Le nozze di Figaro en Madrid
Mayo 2, 2022. El Teatro Real volvió a ofrecer una buena tanda de funciones (13) de Le nozze di Figaro, una de las óperas que más ha visitado el coliseo madrileño desde su reapertura en 1997. En esta ocasión la producción ofrecida fue la firmada por Claus Guth que se estrenó en 2006 en Salzburgo y que sustituyó a la anunciada producción de Aix-en-Provence que se estrenó el año pasado con profusión de abucheos y críticas negativas al equipo creativo liderado por Lotte de Beer.
La obra de teatro de Beaumarchais, verdaderamente revolucionaria, está viva en gran parte por la música de Wolfgang Amadeus Mozart y el buen hacer del libretista Lorenzo Da Ponte. La propuesta de Guth, difundida ampliamente por el DVD (con una joven Anna Netrebko como Susanna y Nikolaus Harnoncourt en el foso), y las reposiciones en el propio Salzburgo y Toronto, no debió pillar al público madrileño desprevenido. Más aún cuando ya hemos visto algunas puestas en escenas de él en este mismo teatro (Parsifal en 2016, Rodelinda en 2017 y Don Giovanni en 2020).
El lenguaje teatral de Guth, basado en un concepto general que se adentra en lo poético para buscar la hondura psicológica de los personajes, está trufado de detalles que el espectador debe encontrar. La escenografía (Christian Schmidt) no solo es un decorado más o menos funcional según la escena, sino también tiene una lectura teatral específica. La enorme escalera del palacio es claramente el “ascensor social” que mueve al mundo. Para subir hay que pasar por caja y en aquellos tiempos eso era muchas veces la cama de alguien: el poderoso.
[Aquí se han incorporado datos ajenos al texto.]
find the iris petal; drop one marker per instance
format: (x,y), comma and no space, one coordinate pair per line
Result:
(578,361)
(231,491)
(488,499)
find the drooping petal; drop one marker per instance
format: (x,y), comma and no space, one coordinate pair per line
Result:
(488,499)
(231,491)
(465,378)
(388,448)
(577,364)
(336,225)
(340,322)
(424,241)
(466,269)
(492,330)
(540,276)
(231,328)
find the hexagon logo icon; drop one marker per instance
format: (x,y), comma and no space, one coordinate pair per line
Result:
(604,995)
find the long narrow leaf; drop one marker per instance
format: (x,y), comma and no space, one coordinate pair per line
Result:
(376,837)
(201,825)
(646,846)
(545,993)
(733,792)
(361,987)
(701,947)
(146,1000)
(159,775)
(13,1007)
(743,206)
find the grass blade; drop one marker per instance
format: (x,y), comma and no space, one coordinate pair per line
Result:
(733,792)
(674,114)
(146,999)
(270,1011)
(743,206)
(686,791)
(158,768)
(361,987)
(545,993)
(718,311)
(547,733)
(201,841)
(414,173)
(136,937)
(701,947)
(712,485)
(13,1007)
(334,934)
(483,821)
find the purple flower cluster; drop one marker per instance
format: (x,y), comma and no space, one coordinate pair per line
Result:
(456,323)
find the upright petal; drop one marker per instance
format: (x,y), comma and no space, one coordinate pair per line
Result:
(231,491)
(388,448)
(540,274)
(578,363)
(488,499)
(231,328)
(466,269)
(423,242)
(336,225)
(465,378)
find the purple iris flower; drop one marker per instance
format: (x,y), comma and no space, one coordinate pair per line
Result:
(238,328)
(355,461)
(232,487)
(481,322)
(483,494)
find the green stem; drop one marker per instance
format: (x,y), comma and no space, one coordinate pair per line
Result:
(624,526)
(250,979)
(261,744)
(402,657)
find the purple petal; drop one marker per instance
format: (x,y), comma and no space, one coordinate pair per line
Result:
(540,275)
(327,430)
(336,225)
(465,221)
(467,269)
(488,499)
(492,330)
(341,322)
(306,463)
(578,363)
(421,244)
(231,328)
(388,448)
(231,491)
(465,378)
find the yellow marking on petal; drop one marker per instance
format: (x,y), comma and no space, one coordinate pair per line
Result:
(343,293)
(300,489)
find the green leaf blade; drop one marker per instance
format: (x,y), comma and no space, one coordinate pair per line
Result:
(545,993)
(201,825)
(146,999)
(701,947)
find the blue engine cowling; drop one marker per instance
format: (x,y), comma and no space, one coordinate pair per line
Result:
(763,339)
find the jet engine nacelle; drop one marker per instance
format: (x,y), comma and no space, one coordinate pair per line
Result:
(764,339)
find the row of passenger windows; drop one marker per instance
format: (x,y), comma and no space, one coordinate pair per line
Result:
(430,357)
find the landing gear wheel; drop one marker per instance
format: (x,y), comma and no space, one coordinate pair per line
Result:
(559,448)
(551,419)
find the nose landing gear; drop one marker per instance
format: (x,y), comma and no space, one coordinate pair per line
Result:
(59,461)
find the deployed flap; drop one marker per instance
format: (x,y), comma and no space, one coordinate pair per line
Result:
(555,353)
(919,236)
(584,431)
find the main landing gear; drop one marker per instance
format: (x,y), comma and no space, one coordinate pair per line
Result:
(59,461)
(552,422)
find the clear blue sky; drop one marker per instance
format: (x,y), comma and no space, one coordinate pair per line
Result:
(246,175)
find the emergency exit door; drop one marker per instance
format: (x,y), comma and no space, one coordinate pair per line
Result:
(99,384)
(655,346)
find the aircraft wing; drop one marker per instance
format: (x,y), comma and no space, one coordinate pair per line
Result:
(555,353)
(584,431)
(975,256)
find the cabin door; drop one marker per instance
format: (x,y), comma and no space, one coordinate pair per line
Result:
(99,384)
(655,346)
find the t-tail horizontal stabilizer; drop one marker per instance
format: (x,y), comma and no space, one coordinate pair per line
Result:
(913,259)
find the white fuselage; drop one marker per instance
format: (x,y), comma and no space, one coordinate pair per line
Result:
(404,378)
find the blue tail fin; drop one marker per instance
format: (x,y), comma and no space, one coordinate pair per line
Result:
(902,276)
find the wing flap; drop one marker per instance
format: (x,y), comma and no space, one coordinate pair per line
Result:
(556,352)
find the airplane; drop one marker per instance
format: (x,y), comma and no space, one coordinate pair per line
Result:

Y éste bajaba a nivel de piso para procurarse placeres.
Con Guth, la comedia queda en un discreto segundo plano y los enredos se resuelven de manera convencional, como esconderse tras una cortina o el suponer que están en los claroscuros del bosque cuando no han salido de la estancia del palacio, pero la intención estaba ahí presente y se agradeció. Es una potente y sintética manera de exhibir las relaciones humanas desde un punto de vista por lo menos un tanto original: ese amorcillo que revolotea y calienta las neuronas vía la entrepierna, hasta poner de cabeza al más prudente de los mortales.
La lectura musical de Ivor Bolton fue acorde a lo que sucedía sobre el escenario, cayendo en momentos en una asepsia poco estimulante. La orquesta sonó muy bien, pero faltó entusiasmo, tensión y gracia. En el elenco de esta noche el Fígaro lo interpretó el holandés Thomas Oliemans de manera correcta, aunque un poco desabrida, sin la chispa que debe tener el personaje. Elena Sancho Pereg fue de menos a más como Susanna, hasta convencer y seducir a todos con su bello timbre y fraseo. Algo parecido ocurrió con Miren Urbieta-Vega en el papel de la Condesa, dueña de una voz de muchos quilates, que maneja con destreza. El barítono Joan Martín-Royo firmó un elegantísimo conde, con un instrumento idóneo para el personaje y un quehacer escénico irreprochable. Este mismo calificativo lo aplico a la mezzosoprano Maite Beaumont como Cherubino, muy bien medida en todas sus intervenciones, con estilo mozartiano de alta escuela.
Divertida y bien hecha la Marcellina presentada por Gemma Coma-Alabert y notable el Don Curzio de Mosiés Marín. También resultó eficaz y convicente el Bartolo de Daniel Giuliani. Podrían haberse ahorrado la “importación” de Christophe Montagne (Basilio) y Alexandra Flood (Barbarina) porque en Madrid hay decenas de artistas que podrían haberlo hecho mejor. Similar idea me vino a la mente con el personaje de Antonio, interpretado por Leonardo Galeazzi.
El público aplaudió pocas veces durante la representación (las dos arias de la condesa y una de Cherubino) y al final muchos de los asistentes de platea salieron rápidamente al cerrar el telón. La obra es larga, en parámetros de nuestros tiempos, pero tampoco es para dejar sin los aplausos a los artistas. ¡Un poco de compostura!